U.S. media outlets CNN, NBC, Fox News, and then The Associated Press projected Youngkin had won almost four hours after Newsmax had called it.
Youngkin, a former private equity executive who has never held elected office, sold himself as a political outsider while seeking to rally suburban voters around hot-button issues like how to handle the discussion of racism in schools and COVID-19 mask mandates in classrooms.
The 54-year-old surged in the polls in the weeks leading up to the election, closing his gap with McAuliffe by gaining ground with independents and women voters.
Those groups proved essential to Youngkin's victory in a Southern state that has trended Democratic in the past several years. Former President Donald Trump, who endorsed Youngkin, lost Virginia in his 2020 presidential re-election bid by 10 percentage points.
The outcome in the governor's contest is widely seen as a barometer of the country's political direction heading into the 2022 midterm races, which will decide control of the U.S. Congress – and with it, the future of President Joe Biden's policy agenda.

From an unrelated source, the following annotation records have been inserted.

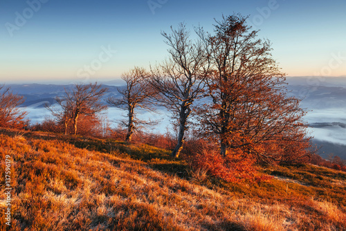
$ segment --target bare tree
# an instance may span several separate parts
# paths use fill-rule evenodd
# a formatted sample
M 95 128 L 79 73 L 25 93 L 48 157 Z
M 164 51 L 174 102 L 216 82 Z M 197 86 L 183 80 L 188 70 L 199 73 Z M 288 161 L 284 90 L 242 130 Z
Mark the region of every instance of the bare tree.
M 135 67 L 129 72 L 122 75 L 122 79 L 126 82 L 126 88 L 118 89 L 121 98 L 109 98 L 107 102 L 123 110 L 127 111 L 127 133 L 125 141 L 131 142 L 135 128 L 139 124 L 152 124 L 151 122 L 140 120 L 136 118 L 134 109 L 140 108 L 152 110 L 151 99 L 156 94 L 149 84 L 145 82 L 148 76 L 147 72 L 143 68 Z
M 61 109 L 55 110 L 50 106 L 46 107 L 52 112 L 57 121 L 64 122 L 65 134 L 72 122 L 73 133 L 76 135 L 80 115 L 93 116 L 107 109 L 107 105 L 101 102 L 101 99 L 107 90 L 97 83 L 75 84 L 72 90 L 65 89 L 64 96 L 55 98 Z
M 170 57 L 152 68 L 147 82 L 158 92 L 157 100 L 173 111 L 178 118 L 178 140 L 172 153 L 172 157 L 178 157 L 185 140 L 192 103 L 203 90 L 208 64 L 203 44 L 199 40 L 190 39 L 185 25 L 180 24 L 176 30 L 171 29 L 172 34 L 161 33 L 170 47 L 168 50 Z
M 0 91 L 4 86 L 0 86 Z M 26 111 L 18 107 L 24 102 L 23 96 L 14 94 L 10 88 L 0 92 L 0 127 L 22 128 Z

Youngkin will succeed outgoing Governor Ralph Northam, a Democrat. Under Virginia state law, governors cannot serve consecutive terms. McAuliffe, 64, served as governor from 2014 to 2018.
McAuliffe had sought to tie Youngkin to Trump at every turn. His loss may signal that Democrats cannot bank on running against the former president when he is not at the top of the ballot.
The contest between Youngkin and McAuliffe focused heavily on political culture wars.
Youngkin declared himself an advocate for parents who want to have a say in school curriculums, a message designed to appeal specifically to suburban voters, for whom education is an important issue.
He leaned into the Republican Party's expressions of outrage over the discussion of systemic racism in schools. He vowed to ban the teaching of "critical race theory," a legal framework that examines how racism shapes U.S. laws and policies.
Youngkin's agenda also centered on issues that Republicans anticipate will drive voter turnout in 2022, such as public safety, election integrity and freedom from COVID-19 vaccine and mask mandates.
Youngkin said later that Biden had won legitimately, but then called for an audit of Virginia's voting machines, a move that prompted Democrats to accuse him of validating Trump's election conspiracy theories.
Youngkin, the clean-cut former chief executive of Carlyle Group Inc, presents a very different figure from that of the bombastic Trump.
But their similar campaign stories – both businessmen and political outsiders who defeated establishment Democratic politicians – suggest that a Trump-like candidate still has some allure for swing voters.